Speaker
Description
See the full abstract here http://ocs.ciemat.es/EPS2019ABS/pdf/I5.202.pdf
Modern laser technology and the realization of high-intensity, short-pulse laser systems using Chirped-Pulse Amplification has led to the development of novel laser-based acceleration schemes. For high-intensity, picosecond duration pulses, where the pulse duration exceeds the plasma period, the laser pulse will expel nearly all of the electrons within the focal volume, creating an ion channel. Electrons that become trapped in the ion channel will gain energy directly from the laser field through the v X B force through a process known as Direct Laser Acceleration (DLA). Here, we present experimental measurements of electrons accelerated by the Omega Extended Performance (EP) laser system, through the interaction of a with 1 ps laser pulse with an underdense CH plasma plume.

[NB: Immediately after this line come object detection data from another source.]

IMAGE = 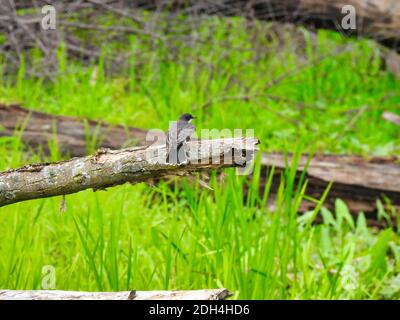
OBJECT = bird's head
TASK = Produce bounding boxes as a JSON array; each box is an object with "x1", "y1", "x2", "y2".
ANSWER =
[{"x1": 179, "y1": 113, "x2": 195, "y2": 122}]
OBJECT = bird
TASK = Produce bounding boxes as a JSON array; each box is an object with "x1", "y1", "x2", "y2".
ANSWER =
[{"x1": 166, "y1": 113, "x2": 196, "y2": 164}]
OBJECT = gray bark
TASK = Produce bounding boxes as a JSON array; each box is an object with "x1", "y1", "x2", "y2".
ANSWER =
[{"x1": 0, "y1": 289, "x2": 231, "y2": 300}]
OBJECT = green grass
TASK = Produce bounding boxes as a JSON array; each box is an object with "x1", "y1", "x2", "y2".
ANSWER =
[{"x1": 0, "y1": 19, "x2": 400, "y2": 299}]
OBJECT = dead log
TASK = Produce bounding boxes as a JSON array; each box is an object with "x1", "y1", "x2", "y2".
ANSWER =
[
  {"x1": 0, "y1": 105, "x2": 400, "y2": 219},
  {"x1": 0, "y1": 289, "x2": 231, "y2": 300},
  {"x1": 262, "y1": 153, "x2": 400, "y2": 221},
  {"x1": 0, "y1": 105, "x2": 155, "y2": 157},
  {"x1": 0, "y1": 138, "x2": 258, "y2": 207}
]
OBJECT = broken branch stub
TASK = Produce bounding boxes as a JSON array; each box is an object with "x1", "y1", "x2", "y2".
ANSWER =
[{"x1": 0, "y1": 138, "x2": 259, "y2": 207}]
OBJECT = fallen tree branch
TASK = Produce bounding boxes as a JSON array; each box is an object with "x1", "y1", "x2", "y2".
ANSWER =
[
  {"x1": 0, "y1": 138, "x2": 258, "y2": 207},
  {"x1": 0, "y1": 289, "x2": 231, "y2": 300}
]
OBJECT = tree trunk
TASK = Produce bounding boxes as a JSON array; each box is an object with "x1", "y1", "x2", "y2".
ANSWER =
[
  {"x1": 8, "y1": 0, "x2": 400, "y2": 51},
  {"x1": 0, "y1": 289, "x2": 231, "y2": 300},
  {"x1": 0, "y1": 138, "x2": 258, "y2": 207}
]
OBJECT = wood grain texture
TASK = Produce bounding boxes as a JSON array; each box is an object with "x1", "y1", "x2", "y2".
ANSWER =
[
  {"x1": 0, "y1": 289, "x2": 231, "y2": 300},
  {"x1": 0, "y1": 138, "x2": 259, "y2": 206}
]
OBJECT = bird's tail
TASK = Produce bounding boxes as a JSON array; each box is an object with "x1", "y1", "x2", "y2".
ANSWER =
[{"x1": 166, "y1": 146, "x2": 186, "y2": 164}]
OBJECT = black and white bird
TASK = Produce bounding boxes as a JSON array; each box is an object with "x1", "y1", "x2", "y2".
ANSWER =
[{"x1": 166, "y1": 113, "x2": 196, "y2": 164}]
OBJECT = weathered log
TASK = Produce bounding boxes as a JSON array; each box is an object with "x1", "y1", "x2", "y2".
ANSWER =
[
  {"x1": 262, "y1": 153, "x2": 400, "y2": 220},
  {"x1": 7, "y1": 0, "x2": 400, "y2": 51},
  {"x1": 0, "y1": 289, "x2": 231, "y2": 300},
  {"x1": 0, "y1": 138, "x2": 258, "y2": 207},
  {"x1": 0, "y1": 105, "x2": 400, "y2": 217},
  {"x1": 382, "y1": 111, "x2": 400, "y2": 126},
  {"x1": 0, "y1": 105, "x2": 155, "y2": 157}
]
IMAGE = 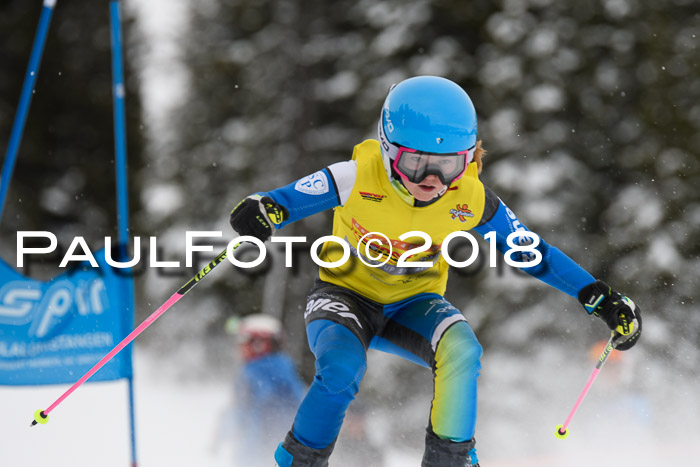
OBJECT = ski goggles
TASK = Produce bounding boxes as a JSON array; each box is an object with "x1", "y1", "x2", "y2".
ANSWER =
[{"x1": 392, "y1": 146, "x2": 476, "y2": 186}]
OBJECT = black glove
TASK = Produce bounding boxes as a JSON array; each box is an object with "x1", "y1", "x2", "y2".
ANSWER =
[
  {"x1": 229, "y1": 195, "x2": 289, "y2": 242},
  {"x1": 578, "y1": 281, "x2": 642, "y2": 350}
]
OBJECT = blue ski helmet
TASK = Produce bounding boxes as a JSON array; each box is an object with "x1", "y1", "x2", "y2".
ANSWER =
[{"x1": 378, "y1": 76, "x2": 476, "y2": 161}]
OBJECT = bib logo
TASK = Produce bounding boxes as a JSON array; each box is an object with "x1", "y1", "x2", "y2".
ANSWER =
[
  {"x1": 450, "y1": 204, "x2": 474, "y2": 222},
  {"x1": 360, "y1": 191, "x2": 386, "y2": 203},
  {"x1": 294, "y1": 170, "x2": 328, "y2": 195}
]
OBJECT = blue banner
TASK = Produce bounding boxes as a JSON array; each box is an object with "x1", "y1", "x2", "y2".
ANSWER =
[{"x1": 0, "y1": 250, "x2": 133, "y2": 385}]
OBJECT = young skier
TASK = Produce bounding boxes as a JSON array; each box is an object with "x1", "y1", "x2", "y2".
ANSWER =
[
  {"x1": 230, "y1": 76, "x2": 642, "y2": 467},
  {"x1": 220, "y1": 313, "x2": 307, "y2": 467}
]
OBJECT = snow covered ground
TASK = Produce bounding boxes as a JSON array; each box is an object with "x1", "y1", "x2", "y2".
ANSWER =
[{"x1": 0, "y1": 348, "x2": 700, "y2": 467}]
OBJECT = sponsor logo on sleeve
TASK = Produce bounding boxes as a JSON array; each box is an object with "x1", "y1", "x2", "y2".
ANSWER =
[
  {"x1": 450, "y1": 204, "x2": 474, "y2": 222},
  {"x1": 294, "y1": 170, "x2": 328, "y2": 195}
]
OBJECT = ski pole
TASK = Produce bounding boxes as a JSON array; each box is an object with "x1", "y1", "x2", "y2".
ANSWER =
[
  {"x1": 30, "y1": 243, "x2": 241, "y2": 427},
  {"x1": 554, "y1": 331, "x2": 616, "y2": 439}
]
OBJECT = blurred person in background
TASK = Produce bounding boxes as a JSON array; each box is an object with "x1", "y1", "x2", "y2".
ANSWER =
[
  {"x1": 230, "y1": 76, "x2": 642, "y2": 467},
  {"x1": 219, "y1": 314, "x2": 307, "y2": 467}
]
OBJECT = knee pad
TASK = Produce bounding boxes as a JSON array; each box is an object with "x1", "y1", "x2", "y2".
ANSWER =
[
  {"x1": 435, "y1": 321, "x2": 484, "y2": 376},
  {"x1": 309, "y1": 321, "x2": 367, "y2": 397}
]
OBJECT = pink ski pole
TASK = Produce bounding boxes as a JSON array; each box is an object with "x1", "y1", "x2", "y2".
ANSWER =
[
  {"x1": 30, "y1": 249, "x2": 241, "y2": 427},
  {"x1": 554, "y1": 331, "x2": 615, "y2": 439}
]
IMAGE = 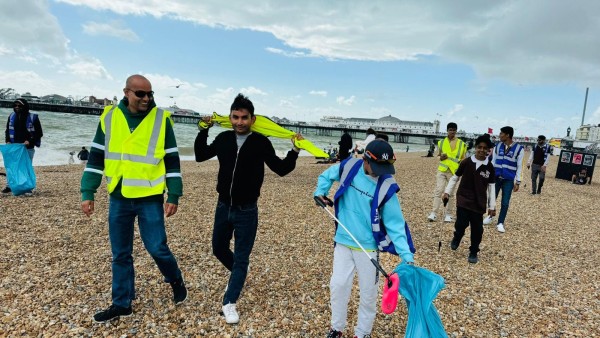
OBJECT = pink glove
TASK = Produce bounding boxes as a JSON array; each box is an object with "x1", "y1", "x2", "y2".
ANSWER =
[{"x1": 381, "y1": 273, "x2": 400, "y2": 315}]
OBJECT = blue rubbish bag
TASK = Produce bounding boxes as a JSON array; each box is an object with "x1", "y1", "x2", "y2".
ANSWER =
[
  {"x1": 394, "y1": 264, "x2": 448, "y2": 338},
  {"x1": 0, "y1": 143, "x2": 36, "y2": 196}
]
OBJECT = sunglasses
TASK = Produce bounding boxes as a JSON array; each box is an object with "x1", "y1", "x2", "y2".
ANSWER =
[
  {"x1": 127, "y1": 88, "x2": 154, "y2": 99},
  {"x1": 363, "y1": 150, "x2": 396, "y2": 164}
]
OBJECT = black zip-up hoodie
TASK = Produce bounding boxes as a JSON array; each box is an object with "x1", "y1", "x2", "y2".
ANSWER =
[{"x1": 194, "y1": 129, "x2": 298, "y2": 205}]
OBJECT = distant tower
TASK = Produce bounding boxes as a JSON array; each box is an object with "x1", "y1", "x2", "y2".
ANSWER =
[{"x1": 581, "y1": 87, "x2": 590, "y2": 126}]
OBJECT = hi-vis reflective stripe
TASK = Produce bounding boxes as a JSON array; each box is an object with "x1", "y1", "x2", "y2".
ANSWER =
[
  {"x1": 123, "y1": 176, "x2": 165, "y2": 188},
  {"x1": 83, "y1": 168, "x2": 103, "y2": 175},
  {"x1": 104, "y1": 106, "x2": 165, "y2": 165},
  {"x1": 92, "y1": 142, "x2": 104, "y2": 150},
  {"x1": 440, "y1": 138, "x2": 464, "y2": 164}
]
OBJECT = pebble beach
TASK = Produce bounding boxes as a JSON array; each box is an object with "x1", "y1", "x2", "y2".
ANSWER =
[{"x1": 0, "y1": 152, "x2": 600, "y2": 337}]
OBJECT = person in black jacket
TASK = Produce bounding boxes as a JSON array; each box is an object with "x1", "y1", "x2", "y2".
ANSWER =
[
  {"x1": 194, "y1": 94, "x2": 302, "y2": 324},
  {"x1": 338, "y1": 129, "x2": 352, "y2": 161},
  {"x1": 2, "y1": 99, "x2": 44, "y2": 194}
]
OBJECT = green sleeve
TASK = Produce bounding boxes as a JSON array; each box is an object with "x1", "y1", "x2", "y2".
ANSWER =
[
  {"x1": 164, "y1": 118, "x2": 183, "y2": 204},
  {"x1": 80, "y1": 123, "x2": 104, "y2": 201}
]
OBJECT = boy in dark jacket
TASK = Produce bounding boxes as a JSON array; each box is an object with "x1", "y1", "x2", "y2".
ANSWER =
[
  {"x1": 442, "y1": 134, "x2": 496, "y2": 264},
  {"x1": 194, "y1": 94, "x2": 302, "y2": 324},
  {"x1": 2, "y1": 99, "x2": 44, "y2": 194}
]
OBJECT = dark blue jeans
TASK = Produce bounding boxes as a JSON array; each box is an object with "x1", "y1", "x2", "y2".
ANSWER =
[
  {"x1": 108, "y1": 197, "x2": 181, "y2": 307},
  {"x1": 496, "y1": 178, "x2": 515, "y2": 224},
  {"x1": 212, "y1": 201, "x2": 258, "y2": 305},
  {"x1": 454, "y1": 207, "x2": 483, "y2": 254}
]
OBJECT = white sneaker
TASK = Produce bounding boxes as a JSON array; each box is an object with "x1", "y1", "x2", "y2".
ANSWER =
[
  {"x1": 223, "y1": 303, "x2": 240, "y2": 324},
  {"x1": 496, "y1": 223, "x2": 505, "y2": 233},
  {"x1": 427, "y1": 211, "x2": 437, "y2": 222}
]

These results demonstrate the existence of an optimal plasma density for electron acceleration by DLA, producing electron beams with energies up to a record 0.6 GeV and 10s of nC charge. Two-dimensional PIC simulations conducted using the EPOCH code, with conditions designed to match Omega EP, confirm DLA as the dominant acceleration mechanism. Particle tracking enables further investigation into the dynamic role of quasi-static channel fields on electron energy enhancement, beam pointing and divergence, elucidating the mechanisms and action of DLA at different plasma densities and pulse durations. Electron beams generated by this scheme could be used to obtain brilliant, spatially coherent X-rays with the capability to be accurately synchronized to short pulse laser-initiated events and for experimental verification of the two-photon Breit-Wheeler process.